Extremely Annotational RDF Markup is a meta-syntax for non-embedded markup that can be used for stand-off annotations of textual content with fully W3C-compliant technologies. EARMARK is based on an ontologically precise definition of markup that instantiates the markup of a text document as an independent OWL document outside of the text strings it annotates, and through appropriate OWL and SWRL characterizations it can define structures such as trees or graphs and can be used to generate validity constraints (including co-constraints currently unavailable in most validation languages).
The EARMARK API (version 0.4) is downloadable form SourceForce.
- EARMARK Ontology: http://www.essepuntato.it/2008/12/earmark
- Pattern Ontology, i.e., an ontology defining formally patterns for segmenting a document into atomic components, in order to be manipulated independently and re-flowed in different contexts.: http://www.essepuntato.it/2008/12/pattern
- EARMARK Overlapping Ontology, i.e., an ontology for modelling and inferring overlapping scenarios in EARMARK documents.: http://www.essepuntato.it/2011/05/overlapping
All the examples based on the first three verses of the Paradise Lost by John Milton (the EARMARK document is available here) are available at http://www.essepuntato.it/2010/04/ParadiseLost/test.
Other examples of EARMARK documents are available at:
Tools and applications
- XML2EARMARK is a Web application that allows to convert an XML document into an EARMARK one (linearised in RDF/XML).
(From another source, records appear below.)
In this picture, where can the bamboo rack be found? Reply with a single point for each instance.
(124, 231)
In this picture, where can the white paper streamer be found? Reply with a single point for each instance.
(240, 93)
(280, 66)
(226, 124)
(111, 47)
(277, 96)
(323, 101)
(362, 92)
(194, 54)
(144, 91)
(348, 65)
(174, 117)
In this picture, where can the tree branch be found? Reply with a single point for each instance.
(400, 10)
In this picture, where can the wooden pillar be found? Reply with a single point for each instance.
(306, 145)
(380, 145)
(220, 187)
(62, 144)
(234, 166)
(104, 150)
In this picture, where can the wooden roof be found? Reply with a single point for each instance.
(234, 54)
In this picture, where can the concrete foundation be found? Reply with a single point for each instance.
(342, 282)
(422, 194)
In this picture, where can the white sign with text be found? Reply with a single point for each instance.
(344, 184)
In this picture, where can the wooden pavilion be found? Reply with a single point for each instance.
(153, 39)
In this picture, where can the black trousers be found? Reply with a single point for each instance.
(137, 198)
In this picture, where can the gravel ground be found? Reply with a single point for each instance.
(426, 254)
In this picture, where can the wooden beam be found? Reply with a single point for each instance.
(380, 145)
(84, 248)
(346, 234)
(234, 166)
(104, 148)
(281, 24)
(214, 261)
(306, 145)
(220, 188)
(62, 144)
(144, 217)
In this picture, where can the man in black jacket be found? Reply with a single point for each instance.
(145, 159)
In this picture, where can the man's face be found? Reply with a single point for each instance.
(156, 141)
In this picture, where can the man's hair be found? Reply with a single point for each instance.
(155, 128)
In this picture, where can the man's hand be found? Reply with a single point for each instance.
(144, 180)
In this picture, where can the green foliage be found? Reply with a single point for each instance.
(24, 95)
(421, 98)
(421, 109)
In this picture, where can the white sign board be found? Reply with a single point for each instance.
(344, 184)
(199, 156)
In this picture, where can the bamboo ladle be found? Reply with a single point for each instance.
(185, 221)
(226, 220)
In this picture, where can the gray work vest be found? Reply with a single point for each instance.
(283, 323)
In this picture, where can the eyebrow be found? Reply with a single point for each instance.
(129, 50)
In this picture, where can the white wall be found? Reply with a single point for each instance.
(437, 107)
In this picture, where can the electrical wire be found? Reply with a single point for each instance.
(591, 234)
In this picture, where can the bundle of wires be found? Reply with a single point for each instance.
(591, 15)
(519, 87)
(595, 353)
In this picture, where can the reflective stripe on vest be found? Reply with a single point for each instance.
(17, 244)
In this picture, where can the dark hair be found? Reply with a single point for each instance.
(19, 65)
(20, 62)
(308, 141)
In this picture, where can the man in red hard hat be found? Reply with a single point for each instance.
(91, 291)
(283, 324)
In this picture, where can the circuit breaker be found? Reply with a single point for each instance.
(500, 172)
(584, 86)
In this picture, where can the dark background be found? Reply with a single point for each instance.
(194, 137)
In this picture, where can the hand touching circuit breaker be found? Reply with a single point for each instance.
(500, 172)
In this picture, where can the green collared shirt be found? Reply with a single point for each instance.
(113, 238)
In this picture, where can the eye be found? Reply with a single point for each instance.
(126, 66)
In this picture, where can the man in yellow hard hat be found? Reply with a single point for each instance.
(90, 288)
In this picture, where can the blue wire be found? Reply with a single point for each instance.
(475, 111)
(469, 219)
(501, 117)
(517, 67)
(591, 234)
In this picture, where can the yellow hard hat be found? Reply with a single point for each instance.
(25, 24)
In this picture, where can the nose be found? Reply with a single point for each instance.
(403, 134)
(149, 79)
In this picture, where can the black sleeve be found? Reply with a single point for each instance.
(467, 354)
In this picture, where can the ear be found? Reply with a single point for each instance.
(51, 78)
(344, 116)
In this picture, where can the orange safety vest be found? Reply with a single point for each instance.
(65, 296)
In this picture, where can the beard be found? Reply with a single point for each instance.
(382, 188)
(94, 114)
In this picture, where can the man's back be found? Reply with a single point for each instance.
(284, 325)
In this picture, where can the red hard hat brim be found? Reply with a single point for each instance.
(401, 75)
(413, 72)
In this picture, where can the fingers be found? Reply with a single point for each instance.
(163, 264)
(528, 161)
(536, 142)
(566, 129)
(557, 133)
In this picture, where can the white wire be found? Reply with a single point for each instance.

Available at http://www.essepuntato.it/xml2earmark
- Fretta is a Java framework for converting EARMARK documents (even with multiple overlapping hierarchies) into XML ones according to user specifications. Available soon.
Abstract. Overlapping structures in XML are not the symptoms of a misunderstanding of the intrinsic characteristics of a text document, nor the evidence of extreme scholarly requirements far beyond those needed by the most common XML-based applications. On the contrary, overlaps have started to appear in a large number of incredibly popular applications hidden under the guise of syntactical tricks to the basic hierarchy of the XML data format. Unfortunately, syntactical tricks have the drawback that the affected structures require complicated workarounds to support even the simplest query or usage.
In this paper we present EARMARK, an approach to overlapping markup that simplifies and streamlines the management of multiple hierarchies on the same content, and provides an approach to sophisticated queries and usages over such structures without the need of ad-hoc applications, simply by using Semantic Web tools and languages.
We compare how relevant tasks (e.g., the identification of the contribution of an author in a Word Processor document) are of some substantial complexity when using the original data format, and become more or less trivial when using EARMARK. We finally evaluate positively the memory and disk requirements of EARMARK documents in comparison to Open Office and Microsoft Word XML-based formats.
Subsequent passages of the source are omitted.